Sinusitis is an infection of the paranasal sinuses (sinuses near the nose). These infections usually occur after a cold or after an allergic inflammation. There are three types of sinusitis:
- Acute sinusitis - occurs quickly and improves with the appropriate treatment
- Subacute sinusitis - does not improve with treatment initially, but lasts less than three months
- Chronic sinusitis - occurs with repeated acute infections or with previous infections that were inadequately treated. The symptoms last longer than three months.
What causes sinusitis?
Sometimes, a sinus infection happens after an upper respiratory infection (URI) or common cold. The URI causes inflammation of the nasal passages that can block the opening of the paranasal sinuses, and result in a sinus infection. Allergies can also lead to sinusitis because of the swelling of the nasal tissue and increased production of mucus.
There are other possible conditions that can block the normal flow of secretions out of the sinuses and can lead to sinusitis including the following:
- Enlarged adenoids
- Trauma to the nose
- Foreign objects stuck in the nose
- Abnormalities in the structure of the nose
- Cleft palate
- Infections from a tooth
When the flow of secretions from the sinuses is blocked, bacteria may begin to grow. This leads to a sinus infection, or sinusitis.

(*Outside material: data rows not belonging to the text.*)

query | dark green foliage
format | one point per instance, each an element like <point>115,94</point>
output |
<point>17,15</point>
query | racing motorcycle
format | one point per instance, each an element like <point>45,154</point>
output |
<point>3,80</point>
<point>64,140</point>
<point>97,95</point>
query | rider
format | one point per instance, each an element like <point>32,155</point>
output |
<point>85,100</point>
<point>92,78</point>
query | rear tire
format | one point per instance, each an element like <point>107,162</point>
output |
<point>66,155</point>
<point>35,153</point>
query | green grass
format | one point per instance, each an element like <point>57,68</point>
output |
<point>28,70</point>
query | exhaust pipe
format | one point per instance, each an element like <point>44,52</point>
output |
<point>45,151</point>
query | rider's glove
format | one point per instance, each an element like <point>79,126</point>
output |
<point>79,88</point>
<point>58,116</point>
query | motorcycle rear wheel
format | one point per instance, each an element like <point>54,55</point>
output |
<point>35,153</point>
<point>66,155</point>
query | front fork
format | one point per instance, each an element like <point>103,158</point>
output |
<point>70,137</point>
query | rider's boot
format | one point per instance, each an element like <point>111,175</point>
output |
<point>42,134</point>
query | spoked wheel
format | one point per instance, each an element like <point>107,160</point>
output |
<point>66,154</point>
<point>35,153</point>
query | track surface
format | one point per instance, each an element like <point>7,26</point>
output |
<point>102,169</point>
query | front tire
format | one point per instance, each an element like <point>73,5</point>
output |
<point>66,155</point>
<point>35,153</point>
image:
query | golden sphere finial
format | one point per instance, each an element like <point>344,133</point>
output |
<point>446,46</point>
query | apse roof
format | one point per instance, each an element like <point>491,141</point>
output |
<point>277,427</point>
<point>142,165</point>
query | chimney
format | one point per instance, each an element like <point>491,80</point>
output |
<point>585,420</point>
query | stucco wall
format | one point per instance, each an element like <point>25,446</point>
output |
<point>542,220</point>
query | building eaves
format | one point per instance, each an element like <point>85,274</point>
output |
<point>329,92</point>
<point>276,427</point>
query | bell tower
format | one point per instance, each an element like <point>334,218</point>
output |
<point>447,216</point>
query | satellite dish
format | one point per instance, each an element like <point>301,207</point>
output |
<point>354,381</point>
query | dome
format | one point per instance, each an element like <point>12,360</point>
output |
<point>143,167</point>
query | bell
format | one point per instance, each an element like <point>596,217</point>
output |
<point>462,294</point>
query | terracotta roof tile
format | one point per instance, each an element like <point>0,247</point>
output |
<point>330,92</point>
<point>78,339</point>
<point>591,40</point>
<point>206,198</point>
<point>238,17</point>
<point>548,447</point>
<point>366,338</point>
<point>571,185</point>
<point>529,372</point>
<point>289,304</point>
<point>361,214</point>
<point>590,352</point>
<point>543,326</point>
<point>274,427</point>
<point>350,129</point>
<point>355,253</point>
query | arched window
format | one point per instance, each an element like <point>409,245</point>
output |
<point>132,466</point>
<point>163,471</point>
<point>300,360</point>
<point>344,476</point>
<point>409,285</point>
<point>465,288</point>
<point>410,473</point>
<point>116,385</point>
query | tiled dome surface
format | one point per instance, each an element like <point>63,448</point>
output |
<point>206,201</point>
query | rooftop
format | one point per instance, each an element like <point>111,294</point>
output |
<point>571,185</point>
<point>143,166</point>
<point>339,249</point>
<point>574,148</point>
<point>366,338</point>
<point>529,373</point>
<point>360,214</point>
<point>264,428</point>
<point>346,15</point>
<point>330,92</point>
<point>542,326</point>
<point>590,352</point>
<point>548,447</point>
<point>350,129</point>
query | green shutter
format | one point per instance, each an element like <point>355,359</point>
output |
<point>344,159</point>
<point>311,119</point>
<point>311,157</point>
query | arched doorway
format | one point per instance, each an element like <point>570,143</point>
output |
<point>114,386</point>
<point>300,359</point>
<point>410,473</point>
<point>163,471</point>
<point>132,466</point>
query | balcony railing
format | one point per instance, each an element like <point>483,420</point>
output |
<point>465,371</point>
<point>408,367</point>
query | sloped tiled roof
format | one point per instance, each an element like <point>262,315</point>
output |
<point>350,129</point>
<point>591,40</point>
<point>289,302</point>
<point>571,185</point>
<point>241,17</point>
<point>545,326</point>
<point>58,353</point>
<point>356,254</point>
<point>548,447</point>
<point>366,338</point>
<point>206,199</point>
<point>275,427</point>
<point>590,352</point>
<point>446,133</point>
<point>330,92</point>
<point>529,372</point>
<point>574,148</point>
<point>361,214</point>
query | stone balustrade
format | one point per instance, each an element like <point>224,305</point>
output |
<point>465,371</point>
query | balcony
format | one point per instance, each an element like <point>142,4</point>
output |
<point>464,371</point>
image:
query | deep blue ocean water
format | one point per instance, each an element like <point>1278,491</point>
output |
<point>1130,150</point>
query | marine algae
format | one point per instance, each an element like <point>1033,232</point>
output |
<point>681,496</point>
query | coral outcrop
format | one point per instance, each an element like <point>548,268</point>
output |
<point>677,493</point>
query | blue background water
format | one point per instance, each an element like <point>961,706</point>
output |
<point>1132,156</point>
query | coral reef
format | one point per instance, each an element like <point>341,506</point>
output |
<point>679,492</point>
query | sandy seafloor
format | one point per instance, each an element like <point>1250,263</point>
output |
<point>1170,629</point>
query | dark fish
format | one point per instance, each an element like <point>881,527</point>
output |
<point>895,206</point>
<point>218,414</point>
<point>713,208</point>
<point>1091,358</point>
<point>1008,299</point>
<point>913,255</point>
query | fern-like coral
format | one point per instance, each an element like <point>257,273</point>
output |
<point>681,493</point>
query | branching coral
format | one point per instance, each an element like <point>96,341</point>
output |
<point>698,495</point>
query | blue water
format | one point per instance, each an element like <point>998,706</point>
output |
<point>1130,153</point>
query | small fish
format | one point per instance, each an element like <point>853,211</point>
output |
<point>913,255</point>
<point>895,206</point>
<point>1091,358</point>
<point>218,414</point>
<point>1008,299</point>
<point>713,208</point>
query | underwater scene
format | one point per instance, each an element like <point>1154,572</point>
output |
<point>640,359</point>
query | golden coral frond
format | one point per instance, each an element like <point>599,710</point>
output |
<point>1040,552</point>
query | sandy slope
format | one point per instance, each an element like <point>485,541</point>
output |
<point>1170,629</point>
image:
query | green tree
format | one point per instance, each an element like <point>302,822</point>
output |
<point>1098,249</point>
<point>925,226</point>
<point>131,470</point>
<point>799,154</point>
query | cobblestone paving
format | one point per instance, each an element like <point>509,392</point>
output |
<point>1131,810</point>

What are the symptoms of sinusitis?
The symptoms of sinusitis depend greatly on the age of the child. The following are the most common symptoms of sinusitis. However, each child may experience symptoms differently. Symptoms may include:
In younger children
- Runny nose that lasts longer than seven to 10 days
- Nasal discharge that is usually thick green or yellow, but can be clear
- Nighttime cough
- Daytime cough, occasionally
- Swelling around the eyes
- Children younger than 5 years of age rarely have headaches from sinusitis
In older children and adults
- Runny nose or cold symptoms lasting longer than seven to 10 days
- Drip from the nose to the back of the throat
- Facial discomfort
- Bad breath
- Sore throat
- Swelling around the eye, often worse in the morning
The symptoms of sinusitis may resemble other conditions or medical problems. Always consult your child's physician for a diagnosis.
How is sinusitis diagnosed?
In addition to a complete medical history and physical examination, diagnostic procedures for sinusitis may include the following:
- Cultures from the nose or sinus fluid - laboratory tests that involve the growing of bacteria or other microorganisms to aid in diagnosis.
- Sinus X-rays - X-rays are not typically used, but may help assist in the diagnosis.
- Computed tomography (also called CT scan) - a diagnostic imaging procedure that uses a combination of X-rays and computer technology to produce detailed images of the body.
- Blood tests.
Treatment for sinusitis
The specific treatment for this condition depends on many factors and is tailored for each child. Please discuss your child's condition, treatment options and your preferences with your child's physician or healthcare provider.
Treatment of sinusitis may include the following:
- Antibiotics, as determined by your child's physician (antibiotics are usually given for 10 to 14 days, and sometimes longer)
- Acetaminophen (for pain or discomfort)
- Use of a cool mist humidifier in your child's room
- Salt water nasal drops or sprays
- Anti-inflammatory or Corticosteroid nasal sprays
- Decongestant nasal sprays (eg, AFRIN.) for short-term use only
Decongestants and antihistamines may or may not help the symptoms of sinusitis.